In the old north of Middle-earth lived a proud race of wild Horses, long-lived, wise and fleet of foot. They were called by men (particularly the Rohirrim) the Mearas. The legends of men said that their ancestors had been brought from the West by Béma, their name for the Vala Oromë.
One of these was captured as a foal by Léod of the Éothéod. It grew into a strong white horse, but when Léod tried to mount it, it threw him and killed him. Léod's son Eorl took the horse himself, naming him Felaróf. Felaróf was one of the greatest horses to have ever lived, and was said to understand the speech of Men. He carried Eorl when the Éothéod rode south to Rohan, and there sired a race of horses nearly as great as himself.

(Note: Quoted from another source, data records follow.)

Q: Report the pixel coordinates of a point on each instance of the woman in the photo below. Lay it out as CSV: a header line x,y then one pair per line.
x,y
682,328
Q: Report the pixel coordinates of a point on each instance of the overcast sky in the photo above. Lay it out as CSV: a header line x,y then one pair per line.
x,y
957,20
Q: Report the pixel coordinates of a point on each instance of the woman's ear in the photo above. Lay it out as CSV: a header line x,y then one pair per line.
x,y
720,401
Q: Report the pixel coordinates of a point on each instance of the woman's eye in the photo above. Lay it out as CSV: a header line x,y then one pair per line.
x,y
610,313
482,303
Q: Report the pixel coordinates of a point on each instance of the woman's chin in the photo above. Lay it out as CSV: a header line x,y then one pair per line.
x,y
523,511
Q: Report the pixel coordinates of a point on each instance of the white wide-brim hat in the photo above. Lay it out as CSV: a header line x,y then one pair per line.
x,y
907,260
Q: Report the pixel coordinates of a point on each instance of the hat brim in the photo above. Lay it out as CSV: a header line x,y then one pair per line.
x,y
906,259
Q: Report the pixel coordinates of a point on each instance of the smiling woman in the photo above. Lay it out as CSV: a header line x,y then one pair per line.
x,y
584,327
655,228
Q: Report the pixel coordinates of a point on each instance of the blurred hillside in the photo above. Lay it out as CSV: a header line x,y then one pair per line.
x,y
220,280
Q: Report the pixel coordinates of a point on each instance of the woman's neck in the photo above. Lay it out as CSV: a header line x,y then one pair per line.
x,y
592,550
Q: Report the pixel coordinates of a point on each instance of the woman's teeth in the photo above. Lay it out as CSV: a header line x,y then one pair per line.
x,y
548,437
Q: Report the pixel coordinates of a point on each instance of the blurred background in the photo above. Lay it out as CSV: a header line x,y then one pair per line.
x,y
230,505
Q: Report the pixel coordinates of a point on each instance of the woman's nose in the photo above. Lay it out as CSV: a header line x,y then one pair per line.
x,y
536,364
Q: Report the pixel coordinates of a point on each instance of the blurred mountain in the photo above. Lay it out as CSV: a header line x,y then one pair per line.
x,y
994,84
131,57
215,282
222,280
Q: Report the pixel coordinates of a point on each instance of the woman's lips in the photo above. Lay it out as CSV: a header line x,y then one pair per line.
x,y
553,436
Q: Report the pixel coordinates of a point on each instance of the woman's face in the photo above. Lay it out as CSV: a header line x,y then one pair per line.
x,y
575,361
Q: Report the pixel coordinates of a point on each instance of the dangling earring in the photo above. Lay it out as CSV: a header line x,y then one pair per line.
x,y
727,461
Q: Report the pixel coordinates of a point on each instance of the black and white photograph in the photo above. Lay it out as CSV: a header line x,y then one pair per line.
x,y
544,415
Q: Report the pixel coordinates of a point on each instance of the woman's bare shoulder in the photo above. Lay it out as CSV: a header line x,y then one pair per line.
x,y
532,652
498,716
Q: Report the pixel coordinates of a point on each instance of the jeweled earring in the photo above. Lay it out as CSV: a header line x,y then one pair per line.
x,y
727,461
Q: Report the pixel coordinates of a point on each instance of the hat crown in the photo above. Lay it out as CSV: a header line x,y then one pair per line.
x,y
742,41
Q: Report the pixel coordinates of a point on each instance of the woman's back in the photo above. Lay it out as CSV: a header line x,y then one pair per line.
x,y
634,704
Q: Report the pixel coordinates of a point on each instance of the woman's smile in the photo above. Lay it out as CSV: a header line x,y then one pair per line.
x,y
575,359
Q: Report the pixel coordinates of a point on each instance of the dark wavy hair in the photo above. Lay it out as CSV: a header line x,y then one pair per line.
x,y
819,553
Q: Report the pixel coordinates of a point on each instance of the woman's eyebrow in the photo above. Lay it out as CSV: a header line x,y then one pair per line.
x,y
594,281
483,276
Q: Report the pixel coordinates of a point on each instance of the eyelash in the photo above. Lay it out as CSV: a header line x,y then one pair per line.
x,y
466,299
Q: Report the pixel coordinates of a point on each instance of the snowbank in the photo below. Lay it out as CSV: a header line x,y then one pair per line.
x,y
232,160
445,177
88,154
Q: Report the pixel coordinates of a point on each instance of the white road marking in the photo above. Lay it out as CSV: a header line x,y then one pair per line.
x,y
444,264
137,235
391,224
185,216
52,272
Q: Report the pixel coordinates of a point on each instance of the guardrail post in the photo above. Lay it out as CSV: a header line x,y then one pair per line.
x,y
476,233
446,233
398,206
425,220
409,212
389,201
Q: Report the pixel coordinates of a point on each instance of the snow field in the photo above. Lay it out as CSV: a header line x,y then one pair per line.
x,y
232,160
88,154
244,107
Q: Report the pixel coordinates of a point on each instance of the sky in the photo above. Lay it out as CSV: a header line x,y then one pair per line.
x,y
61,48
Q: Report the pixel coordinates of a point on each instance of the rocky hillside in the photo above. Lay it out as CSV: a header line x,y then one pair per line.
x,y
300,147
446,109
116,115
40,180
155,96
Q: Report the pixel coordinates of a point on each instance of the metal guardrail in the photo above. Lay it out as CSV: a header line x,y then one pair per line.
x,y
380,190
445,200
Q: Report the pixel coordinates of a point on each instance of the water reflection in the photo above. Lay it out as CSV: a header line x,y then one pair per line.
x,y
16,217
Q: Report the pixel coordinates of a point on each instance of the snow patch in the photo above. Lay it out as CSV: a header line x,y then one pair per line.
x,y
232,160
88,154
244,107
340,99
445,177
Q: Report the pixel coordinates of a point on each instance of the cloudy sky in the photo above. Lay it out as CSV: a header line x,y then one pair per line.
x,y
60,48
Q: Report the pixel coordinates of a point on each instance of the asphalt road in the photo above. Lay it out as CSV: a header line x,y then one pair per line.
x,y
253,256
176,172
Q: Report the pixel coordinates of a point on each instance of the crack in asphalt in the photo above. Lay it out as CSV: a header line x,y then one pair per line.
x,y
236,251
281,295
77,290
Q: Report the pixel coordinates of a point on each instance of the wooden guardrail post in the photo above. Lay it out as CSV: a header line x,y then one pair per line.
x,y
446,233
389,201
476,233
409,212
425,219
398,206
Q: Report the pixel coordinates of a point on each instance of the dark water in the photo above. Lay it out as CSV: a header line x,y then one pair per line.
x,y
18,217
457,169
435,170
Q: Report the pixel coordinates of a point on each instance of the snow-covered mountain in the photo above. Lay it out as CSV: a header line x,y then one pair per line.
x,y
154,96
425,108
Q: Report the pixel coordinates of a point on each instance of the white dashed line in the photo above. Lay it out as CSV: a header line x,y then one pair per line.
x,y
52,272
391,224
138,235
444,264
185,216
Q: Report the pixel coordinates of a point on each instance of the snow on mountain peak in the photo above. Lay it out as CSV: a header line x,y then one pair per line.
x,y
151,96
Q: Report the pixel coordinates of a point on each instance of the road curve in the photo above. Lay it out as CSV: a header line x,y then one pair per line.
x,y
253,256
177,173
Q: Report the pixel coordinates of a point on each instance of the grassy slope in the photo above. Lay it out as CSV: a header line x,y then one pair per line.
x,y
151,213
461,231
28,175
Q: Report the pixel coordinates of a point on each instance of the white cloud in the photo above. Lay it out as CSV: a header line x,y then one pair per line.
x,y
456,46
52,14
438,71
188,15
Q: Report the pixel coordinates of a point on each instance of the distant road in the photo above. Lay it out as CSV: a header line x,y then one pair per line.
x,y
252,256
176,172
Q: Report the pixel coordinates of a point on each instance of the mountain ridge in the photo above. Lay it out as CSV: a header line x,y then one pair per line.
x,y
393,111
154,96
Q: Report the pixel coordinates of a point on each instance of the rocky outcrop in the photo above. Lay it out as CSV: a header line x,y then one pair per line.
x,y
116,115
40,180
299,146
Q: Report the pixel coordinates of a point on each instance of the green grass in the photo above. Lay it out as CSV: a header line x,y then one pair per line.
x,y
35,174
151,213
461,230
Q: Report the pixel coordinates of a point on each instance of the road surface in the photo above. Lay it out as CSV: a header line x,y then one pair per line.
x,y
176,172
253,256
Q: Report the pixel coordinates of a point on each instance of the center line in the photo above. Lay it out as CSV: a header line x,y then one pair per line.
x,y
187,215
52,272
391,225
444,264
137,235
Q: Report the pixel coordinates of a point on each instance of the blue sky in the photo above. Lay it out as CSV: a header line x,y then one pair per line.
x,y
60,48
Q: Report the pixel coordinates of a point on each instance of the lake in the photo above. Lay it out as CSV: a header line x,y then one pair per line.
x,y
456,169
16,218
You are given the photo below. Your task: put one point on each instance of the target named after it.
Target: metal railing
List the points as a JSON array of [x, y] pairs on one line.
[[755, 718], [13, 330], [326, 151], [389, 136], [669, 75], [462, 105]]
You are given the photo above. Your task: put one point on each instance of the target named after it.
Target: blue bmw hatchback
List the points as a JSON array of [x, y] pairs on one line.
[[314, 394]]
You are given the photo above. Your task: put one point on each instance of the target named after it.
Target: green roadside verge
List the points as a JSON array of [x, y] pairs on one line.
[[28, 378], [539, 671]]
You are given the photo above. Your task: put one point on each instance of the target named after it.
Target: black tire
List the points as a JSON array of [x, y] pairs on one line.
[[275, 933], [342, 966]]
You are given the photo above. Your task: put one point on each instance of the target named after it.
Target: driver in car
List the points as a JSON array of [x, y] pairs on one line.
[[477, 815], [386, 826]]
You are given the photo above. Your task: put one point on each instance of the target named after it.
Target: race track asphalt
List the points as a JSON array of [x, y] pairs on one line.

These were the Mearas, noble horses that lived as long as a Man, and had extraordinary strength and intelligence. Throughout their history, they would only allow themselves to be ridden by the Lord of the Mark or his sons. This long tradition was broken by Gandalf, who managed to train the greatest of the Mearas of his time, Shadowfax, and rode that mighty horse throughout the War of the Ring.
The word Mearas comes from an Anglo-Saxon word meaning simply 'horses'. Its singular form would be mearh or marh. Robert Foster in his Guide to Middle-earth, incorrectly displays the singular as Meara.